I am looking for the index of each row that is duplicated and the indices of the duplicates without redundancies.

I found this code here (thanks unutbu) and modified it to read the ndarray, it works 70% of the time, however 30% of the time it is identifying the wrong images as duplicates.

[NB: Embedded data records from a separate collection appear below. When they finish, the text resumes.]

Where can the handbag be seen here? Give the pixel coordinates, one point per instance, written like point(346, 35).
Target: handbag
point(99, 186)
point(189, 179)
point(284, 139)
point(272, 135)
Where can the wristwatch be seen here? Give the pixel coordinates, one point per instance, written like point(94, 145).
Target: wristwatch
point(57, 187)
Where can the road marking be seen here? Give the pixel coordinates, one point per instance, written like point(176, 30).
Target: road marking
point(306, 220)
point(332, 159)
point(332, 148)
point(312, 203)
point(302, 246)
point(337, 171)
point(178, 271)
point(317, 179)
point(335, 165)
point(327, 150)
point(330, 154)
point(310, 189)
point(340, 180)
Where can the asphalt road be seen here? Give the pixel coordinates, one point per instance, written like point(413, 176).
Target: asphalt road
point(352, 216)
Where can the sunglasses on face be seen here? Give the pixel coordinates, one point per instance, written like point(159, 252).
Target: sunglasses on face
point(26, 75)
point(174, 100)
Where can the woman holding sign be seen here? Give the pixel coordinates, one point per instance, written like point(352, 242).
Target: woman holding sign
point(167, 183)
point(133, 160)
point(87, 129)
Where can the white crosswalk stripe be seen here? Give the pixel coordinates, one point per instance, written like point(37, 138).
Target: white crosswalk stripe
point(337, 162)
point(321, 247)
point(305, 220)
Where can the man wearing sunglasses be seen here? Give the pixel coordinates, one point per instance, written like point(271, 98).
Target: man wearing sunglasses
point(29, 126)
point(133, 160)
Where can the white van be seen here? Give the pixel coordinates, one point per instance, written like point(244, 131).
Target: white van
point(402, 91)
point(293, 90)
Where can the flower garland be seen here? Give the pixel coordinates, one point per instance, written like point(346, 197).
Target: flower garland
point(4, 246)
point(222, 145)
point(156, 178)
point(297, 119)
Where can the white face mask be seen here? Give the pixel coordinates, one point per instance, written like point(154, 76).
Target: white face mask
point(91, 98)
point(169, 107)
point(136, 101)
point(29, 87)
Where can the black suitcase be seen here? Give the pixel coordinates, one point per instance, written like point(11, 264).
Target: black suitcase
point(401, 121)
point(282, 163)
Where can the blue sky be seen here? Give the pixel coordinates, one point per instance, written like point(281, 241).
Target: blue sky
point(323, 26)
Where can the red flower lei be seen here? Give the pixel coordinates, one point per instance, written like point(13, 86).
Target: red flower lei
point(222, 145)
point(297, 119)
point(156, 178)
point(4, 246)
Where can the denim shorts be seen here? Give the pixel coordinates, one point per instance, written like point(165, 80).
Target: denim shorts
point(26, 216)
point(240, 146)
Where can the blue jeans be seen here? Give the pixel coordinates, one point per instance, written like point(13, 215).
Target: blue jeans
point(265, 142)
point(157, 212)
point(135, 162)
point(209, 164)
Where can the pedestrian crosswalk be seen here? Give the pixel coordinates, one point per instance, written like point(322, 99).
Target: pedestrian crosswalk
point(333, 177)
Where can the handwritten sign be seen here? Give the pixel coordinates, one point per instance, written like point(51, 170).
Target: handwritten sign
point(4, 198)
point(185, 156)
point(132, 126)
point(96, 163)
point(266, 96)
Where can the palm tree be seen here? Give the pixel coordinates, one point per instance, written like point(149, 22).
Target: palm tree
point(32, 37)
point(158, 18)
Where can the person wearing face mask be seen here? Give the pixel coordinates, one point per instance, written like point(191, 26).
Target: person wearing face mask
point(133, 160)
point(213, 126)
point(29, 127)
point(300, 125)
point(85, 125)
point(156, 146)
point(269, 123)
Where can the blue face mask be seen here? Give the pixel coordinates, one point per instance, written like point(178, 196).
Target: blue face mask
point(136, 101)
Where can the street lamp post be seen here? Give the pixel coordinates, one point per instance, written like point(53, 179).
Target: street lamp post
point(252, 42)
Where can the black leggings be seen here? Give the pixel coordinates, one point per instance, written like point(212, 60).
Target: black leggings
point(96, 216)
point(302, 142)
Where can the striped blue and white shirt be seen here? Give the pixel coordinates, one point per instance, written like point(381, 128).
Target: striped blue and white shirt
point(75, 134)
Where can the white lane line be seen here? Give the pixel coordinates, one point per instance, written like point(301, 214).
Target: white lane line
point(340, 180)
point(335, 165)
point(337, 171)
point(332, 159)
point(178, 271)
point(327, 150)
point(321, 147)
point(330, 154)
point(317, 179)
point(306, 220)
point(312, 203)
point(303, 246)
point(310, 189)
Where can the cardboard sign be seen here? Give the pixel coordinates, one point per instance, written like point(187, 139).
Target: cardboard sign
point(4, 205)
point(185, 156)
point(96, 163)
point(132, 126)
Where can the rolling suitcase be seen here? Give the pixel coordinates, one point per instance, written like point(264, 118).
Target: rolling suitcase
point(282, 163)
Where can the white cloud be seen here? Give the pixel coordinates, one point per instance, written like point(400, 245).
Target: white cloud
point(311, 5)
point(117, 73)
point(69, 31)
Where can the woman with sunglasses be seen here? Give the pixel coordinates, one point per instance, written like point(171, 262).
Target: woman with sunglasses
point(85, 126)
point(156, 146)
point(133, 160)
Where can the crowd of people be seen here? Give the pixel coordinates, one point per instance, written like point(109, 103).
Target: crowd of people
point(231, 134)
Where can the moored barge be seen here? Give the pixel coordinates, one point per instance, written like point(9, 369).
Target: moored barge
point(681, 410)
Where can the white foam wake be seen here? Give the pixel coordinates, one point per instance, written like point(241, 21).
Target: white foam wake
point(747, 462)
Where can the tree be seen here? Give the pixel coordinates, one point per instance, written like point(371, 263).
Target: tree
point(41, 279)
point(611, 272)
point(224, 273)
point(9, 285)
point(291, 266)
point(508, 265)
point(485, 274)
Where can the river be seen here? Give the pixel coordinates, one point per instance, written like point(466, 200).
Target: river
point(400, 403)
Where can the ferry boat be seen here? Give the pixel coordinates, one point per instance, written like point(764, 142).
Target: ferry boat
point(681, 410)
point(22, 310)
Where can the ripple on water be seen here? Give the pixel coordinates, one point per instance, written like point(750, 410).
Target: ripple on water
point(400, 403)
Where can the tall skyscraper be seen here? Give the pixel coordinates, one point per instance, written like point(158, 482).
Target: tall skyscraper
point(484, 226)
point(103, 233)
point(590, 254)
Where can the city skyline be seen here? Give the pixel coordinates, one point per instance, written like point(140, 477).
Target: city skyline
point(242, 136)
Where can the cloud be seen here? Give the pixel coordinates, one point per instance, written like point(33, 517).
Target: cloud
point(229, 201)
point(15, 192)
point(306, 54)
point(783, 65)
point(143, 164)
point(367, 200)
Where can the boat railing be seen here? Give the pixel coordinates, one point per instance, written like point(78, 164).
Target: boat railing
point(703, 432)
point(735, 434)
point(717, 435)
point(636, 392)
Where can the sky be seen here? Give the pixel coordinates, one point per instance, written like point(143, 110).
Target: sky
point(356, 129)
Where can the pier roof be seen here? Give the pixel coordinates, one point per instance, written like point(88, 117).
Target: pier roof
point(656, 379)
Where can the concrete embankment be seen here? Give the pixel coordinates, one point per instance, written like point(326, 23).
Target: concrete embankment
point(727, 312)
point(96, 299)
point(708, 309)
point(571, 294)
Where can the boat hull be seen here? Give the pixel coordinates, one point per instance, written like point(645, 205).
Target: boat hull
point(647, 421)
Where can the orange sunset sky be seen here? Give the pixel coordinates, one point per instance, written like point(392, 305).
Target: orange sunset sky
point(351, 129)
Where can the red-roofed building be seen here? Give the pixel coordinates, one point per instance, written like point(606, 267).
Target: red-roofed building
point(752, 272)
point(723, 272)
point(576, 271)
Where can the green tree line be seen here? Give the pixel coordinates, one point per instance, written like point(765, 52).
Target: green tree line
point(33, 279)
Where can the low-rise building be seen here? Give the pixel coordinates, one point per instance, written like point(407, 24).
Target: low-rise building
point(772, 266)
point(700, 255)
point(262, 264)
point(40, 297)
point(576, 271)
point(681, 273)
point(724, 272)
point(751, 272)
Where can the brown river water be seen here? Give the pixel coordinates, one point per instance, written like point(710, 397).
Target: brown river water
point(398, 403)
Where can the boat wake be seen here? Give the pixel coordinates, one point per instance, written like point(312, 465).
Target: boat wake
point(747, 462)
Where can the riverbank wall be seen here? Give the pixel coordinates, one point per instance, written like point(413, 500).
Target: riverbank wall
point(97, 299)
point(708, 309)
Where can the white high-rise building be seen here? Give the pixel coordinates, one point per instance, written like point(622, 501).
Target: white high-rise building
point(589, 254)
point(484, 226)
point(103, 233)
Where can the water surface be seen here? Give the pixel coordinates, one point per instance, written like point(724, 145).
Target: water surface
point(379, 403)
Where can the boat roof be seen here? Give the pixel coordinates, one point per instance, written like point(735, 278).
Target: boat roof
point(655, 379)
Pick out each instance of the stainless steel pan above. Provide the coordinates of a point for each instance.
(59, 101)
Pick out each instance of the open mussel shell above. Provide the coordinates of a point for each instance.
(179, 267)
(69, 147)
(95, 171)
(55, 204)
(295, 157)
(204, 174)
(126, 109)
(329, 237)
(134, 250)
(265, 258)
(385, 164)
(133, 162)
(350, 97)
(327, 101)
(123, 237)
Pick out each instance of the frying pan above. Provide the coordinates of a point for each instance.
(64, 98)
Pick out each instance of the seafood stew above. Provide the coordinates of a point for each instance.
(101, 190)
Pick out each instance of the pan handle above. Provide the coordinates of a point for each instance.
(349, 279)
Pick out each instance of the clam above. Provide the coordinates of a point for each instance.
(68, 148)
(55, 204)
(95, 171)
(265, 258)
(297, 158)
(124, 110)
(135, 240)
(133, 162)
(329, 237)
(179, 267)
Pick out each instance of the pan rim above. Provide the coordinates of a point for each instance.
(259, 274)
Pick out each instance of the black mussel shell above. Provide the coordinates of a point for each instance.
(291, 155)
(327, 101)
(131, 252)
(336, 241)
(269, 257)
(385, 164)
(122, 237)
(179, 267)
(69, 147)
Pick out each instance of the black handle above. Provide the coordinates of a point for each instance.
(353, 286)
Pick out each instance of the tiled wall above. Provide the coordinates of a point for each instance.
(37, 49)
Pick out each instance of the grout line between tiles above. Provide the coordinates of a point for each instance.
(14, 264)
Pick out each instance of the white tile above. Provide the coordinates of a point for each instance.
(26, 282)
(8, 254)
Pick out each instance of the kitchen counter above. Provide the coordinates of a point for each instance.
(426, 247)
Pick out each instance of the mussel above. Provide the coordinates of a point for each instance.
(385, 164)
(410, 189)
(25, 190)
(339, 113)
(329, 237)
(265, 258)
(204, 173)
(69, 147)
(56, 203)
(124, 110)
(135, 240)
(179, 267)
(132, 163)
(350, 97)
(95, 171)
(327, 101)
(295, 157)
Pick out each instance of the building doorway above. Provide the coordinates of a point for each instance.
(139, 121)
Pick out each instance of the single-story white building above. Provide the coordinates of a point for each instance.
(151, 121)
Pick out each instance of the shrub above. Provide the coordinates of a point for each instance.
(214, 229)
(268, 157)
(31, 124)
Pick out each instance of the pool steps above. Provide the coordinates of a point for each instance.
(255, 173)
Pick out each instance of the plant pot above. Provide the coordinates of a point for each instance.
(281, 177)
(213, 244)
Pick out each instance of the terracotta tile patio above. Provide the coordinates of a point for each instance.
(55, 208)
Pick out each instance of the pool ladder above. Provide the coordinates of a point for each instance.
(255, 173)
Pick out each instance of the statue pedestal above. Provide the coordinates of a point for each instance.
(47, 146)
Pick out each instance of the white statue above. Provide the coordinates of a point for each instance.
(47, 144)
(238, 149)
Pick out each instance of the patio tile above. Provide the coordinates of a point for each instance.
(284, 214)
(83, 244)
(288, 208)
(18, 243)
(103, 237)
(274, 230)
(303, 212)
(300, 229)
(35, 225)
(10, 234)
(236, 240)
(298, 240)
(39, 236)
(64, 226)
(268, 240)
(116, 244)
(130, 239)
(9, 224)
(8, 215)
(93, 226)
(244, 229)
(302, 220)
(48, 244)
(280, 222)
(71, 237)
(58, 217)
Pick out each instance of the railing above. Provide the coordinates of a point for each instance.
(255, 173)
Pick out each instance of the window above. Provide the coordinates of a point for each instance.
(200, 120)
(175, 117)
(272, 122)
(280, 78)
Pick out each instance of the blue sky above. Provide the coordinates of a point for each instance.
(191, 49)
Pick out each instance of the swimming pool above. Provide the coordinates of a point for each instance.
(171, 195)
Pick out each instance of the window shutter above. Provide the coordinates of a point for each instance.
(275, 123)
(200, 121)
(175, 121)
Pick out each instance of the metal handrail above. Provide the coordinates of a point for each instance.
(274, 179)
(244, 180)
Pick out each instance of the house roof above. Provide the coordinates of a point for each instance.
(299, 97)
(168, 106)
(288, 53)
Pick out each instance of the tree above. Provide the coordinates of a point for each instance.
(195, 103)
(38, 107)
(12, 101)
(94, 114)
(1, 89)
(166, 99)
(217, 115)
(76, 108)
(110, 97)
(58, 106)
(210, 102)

How can it be improved to detect the correct rows?

def overlap_same(arr):

seen = []

dups = collections.defaultdict(list)

for i, item in enumerate(arr):

    for j, orig in enumerate(seen):

        if np.array_equal(item, orig):

            dups[j].append(i)

            break

    else:

        seen.append(item)

return dups

e.g. return overlap_same(train) returns:

defaultdict(<type 'list'>, {34: [1388], 35: [1815], 583: [3045], 3208:

[4426], 626: [824], 507: [4438], 188: [338, 431, 540, 757, 765, 806,

808, 834, 882, 1515, 1539, 1715, 1725, 1789, 1841, 2038, 2081, 2165,

2170, 2300, 2455, 2683, 2733, 2957, 3290, 3293, 3311, 3373, 3446, 3542,

3565, 3890, 4110, 4197, 4206, 4364, 4371, 4734, 4851]})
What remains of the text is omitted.